Uh, yeah 1382% CPU utilization by the CPM process is definitely not normal.  The main function of CPM is to service all the SmartConsole GUI connections and how they interact with the SMS configuration database.  Try the following:

0)  Tell all other administrators to get out of the SmartConsole.  In the SmartConsole go to Manage & Settings...Sessions.  Do you see any active sessions besides your own, if so try discarding/disconnecting them as perhaps CPM is stuck in some kind of loop trying to service a dead or stuck session.

1) Check the log file for the process, in this case $CPDIR/log/cpm.elg (or it might be $FWDIR/log/cpm.elg).  Perhaps it is constantly barfing some kind of error message there that will provide some insight.

2) Any core dumps for this process in /var/log/dump/usermode?  Based on your provided output the process does not appear to be crashing and restarting, so my guess is no in this case.

3) lsof can be used to see the files and/or network connections a process is currently interacting with, in the case of a runaway process this can give an important clue about what resources the process is trying to access.  Run lsof -p 4767 to see all open files held by that process, and lsof -i -a -p 4767 for a list of network sockets in use.

4) Finally, you can install the strace utility and attach it to the running process with the -p option to monitor all system calls the process is making in its runaway state.  This will give you a pretty definitive idea of what the heck is going on with the process, however be warned that installing strace onto Gaia is most definitely not supported.  Here is a statically-linked binary version of strace that should work and avoid any library dependency issues:

http://vault.centos.org/3.8/os/i386/RedHat/RPMS/strace-4.5.14-0.EL3.1.i386.rpm 

--
My book "Max Power: Check Point Firewall Performance Optimization"
now available via http://maxpowerfirewalls.com.

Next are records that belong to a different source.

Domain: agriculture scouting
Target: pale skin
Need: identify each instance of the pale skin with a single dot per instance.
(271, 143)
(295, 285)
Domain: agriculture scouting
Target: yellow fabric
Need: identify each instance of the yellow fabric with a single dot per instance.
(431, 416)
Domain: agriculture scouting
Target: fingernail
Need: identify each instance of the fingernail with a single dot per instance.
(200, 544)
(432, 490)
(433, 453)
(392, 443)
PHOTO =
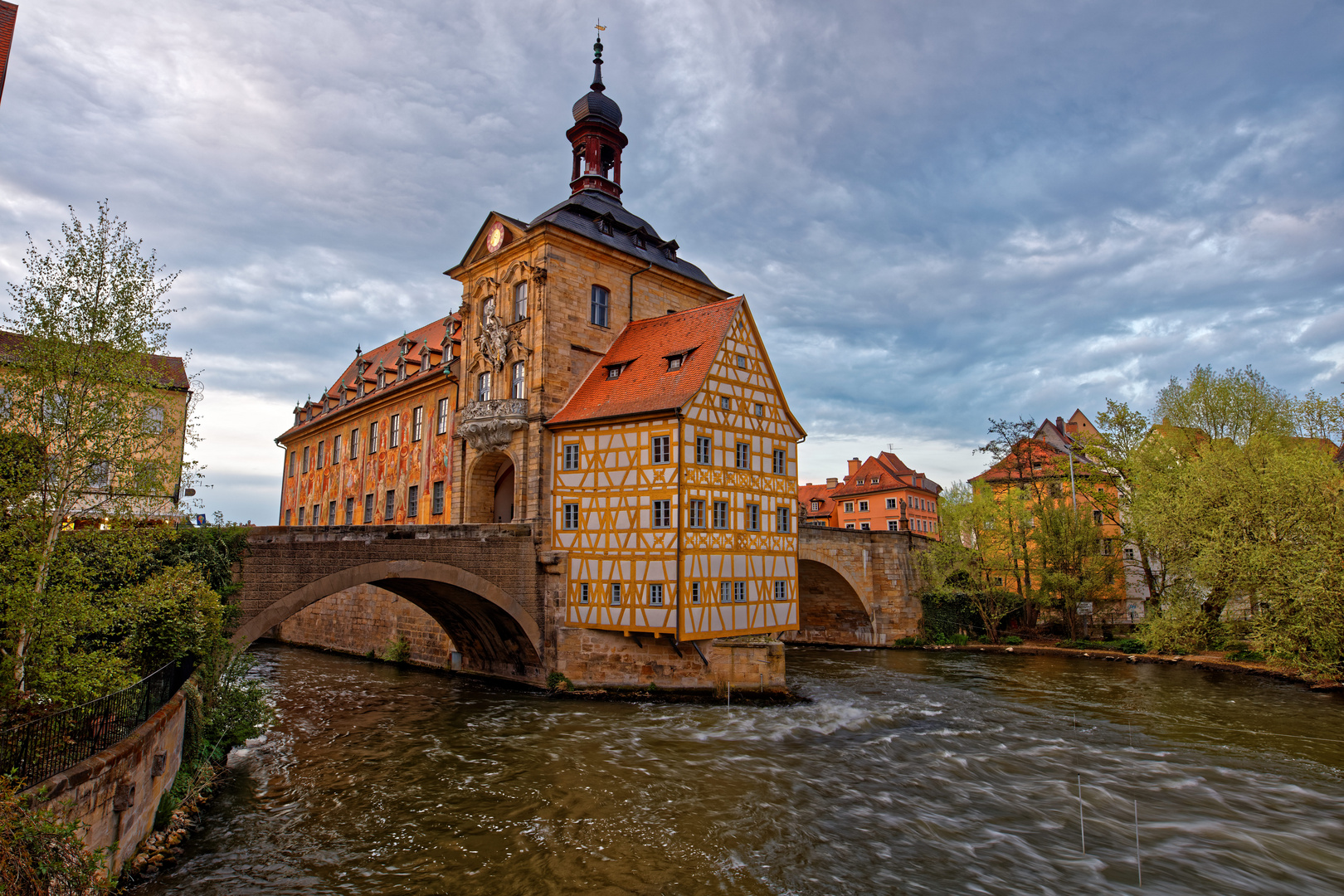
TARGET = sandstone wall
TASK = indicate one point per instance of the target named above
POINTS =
(117, 791)
(368, 618)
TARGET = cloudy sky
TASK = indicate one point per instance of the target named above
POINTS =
(940, 212)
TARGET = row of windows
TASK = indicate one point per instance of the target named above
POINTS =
(661, 450)
(728, 592)
(695, 516)
(413, 499)
(518, 386)
(894, 525)
(396, 431)
(919, 504)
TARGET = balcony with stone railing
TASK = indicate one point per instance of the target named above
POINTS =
(491, 425)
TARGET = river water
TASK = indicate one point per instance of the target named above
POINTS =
(910, 772)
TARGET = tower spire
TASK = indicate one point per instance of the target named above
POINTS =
(597, 61)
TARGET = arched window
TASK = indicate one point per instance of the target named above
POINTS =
(520, 301)
(601, 301)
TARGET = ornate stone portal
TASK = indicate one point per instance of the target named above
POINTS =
(489, 425)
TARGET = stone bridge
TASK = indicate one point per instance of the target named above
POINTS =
(496, 592)
(856, 587)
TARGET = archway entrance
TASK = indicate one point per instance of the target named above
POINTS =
(489, 627)
(504, 494)
(830, 610)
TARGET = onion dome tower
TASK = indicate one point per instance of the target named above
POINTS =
(597, 137)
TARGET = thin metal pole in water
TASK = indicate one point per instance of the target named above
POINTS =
(1138, 859)
(1082, 826)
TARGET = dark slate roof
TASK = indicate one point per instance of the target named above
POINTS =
(600, 106)
(581, 212)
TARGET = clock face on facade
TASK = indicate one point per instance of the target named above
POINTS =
(494, 238)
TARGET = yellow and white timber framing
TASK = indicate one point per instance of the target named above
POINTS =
(715, 581)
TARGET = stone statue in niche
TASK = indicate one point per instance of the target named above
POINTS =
(494, 338)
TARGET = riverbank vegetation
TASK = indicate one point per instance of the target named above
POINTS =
(1230, 505)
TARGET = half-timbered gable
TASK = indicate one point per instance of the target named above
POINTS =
(675, 480)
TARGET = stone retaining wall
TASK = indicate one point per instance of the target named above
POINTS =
(117, 791)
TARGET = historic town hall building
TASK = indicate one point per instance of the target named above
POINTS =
(596, 386)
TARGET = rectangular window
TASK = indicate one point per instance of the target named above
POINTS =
(518, 387)
(520, 301)
(597, 312)
(661, 449)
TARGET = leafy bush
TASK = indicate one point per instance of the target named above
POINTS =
(398, 650)
(42, 856)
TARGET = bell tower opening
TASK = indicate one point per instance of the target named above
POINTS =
(597, 137)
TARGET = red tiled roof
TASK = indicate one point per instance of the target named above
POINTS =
(891, 473)
(427, 336)
(645, 383)
(173, 373)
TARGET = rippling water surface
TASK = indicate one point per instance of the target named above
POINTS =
(908, 772)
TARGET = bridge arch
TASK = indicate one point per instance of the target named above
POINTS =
(492, 631)
(834, 605)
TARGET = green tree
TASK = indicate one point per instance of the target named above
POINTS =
(91, 310)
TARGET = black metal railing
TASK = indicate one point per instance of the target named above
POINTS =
(43, 747)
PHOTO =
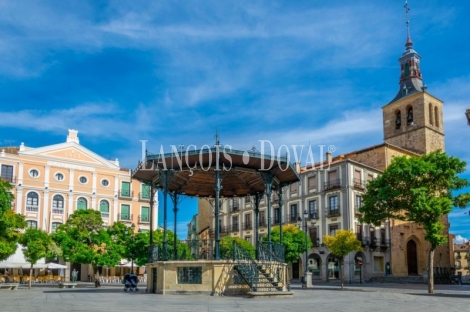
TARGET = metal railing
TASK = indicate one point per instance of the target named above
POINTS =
(331, 185)
(124, 216)
(32, 208)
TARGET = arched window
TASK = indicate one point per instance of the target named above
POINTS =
(397, 120)
(81, 203)
(409, 115)
(58, 204)
(32, 202)
(32, 224)
(104, 208)
(54, 226)
(430, 114)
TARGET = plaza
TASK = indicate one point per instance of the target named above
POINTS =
(323, 297)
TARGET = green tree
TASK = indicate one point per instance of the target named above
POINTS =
(37, 244)
(10, 222)
(84, 240)
(226, 247)
(293, 240)
(341, 245)
(419, 189)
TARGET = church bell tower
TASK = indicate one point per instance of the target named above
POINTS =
(413, 119)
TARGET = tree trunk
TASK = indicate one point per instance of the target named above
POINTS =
(30, 276)
(431, 270)
(341, 260)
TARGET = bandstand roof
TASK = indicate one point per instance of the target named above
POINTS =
(242, 172)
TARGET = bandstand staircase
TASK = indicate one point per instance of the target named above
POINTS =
(264, 274)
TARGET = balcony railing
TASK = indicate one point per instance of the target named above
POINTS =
(144, 218)
(58, 210)
(333, 211)
(12, 180)
(359, 184)
(126, 193)
(331, 185)
(32, 208)
(142, 196)
(124, 217)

Gateway Performance Optimization R81.20 Course
now available at maxpowerfirewalls.com
0 Kudos
Chammi_Kumarap1
Contributor

There were some sessions shown in the sessions pane but all of them except the current session were in "Disconnected" state. I have discarded all the disconnected sessions as well but there was no improvement.

There were no core dumps in /var/log/dump/usermode. I have taken the lsof output and the cpm.elg files.

CP logs - Google Drive 

0 Kudos
Chammi_Kumarap1
Contributor

Attached the top command output and the ps aux output for all java processes.

I also noticed that I'm not experiencing this slowness on the test setup which I used for the migration. The test environment has only 4 CPU cores. The difference between the production and the test setup is the logs. This may have a connection with the logging process. I have disabled log indexing as well but it didn't do any good.

0 Kudos
Timothy_Hall
Champion
Champion

Definitely some exceptions getting logged into into cpm.elg.  Also some of these other logfiles might be helpful:

/var/log/opt/CPsuite-R80/fw1/log/cpm.stdout.elg
/var/log/opt/CPshrd-R80/cpstart.log
/var/log/opt/CPsuite-R80/fw1/log/install_policy.elg
/var/log/opt/CPsuite-R80/fw1/log/dbsync.elg

I'd suggest working with Ran Kopelman who has posted to this thread, as diagnosing issues such as these will require interaction with Check Point support.  Tough to tell if the entries in cpm.elg are related to your problem or not.

--
My book "Max Power: Check Point Firewall Performance Optimization"
now available via http://maxpowerfirewalls.com.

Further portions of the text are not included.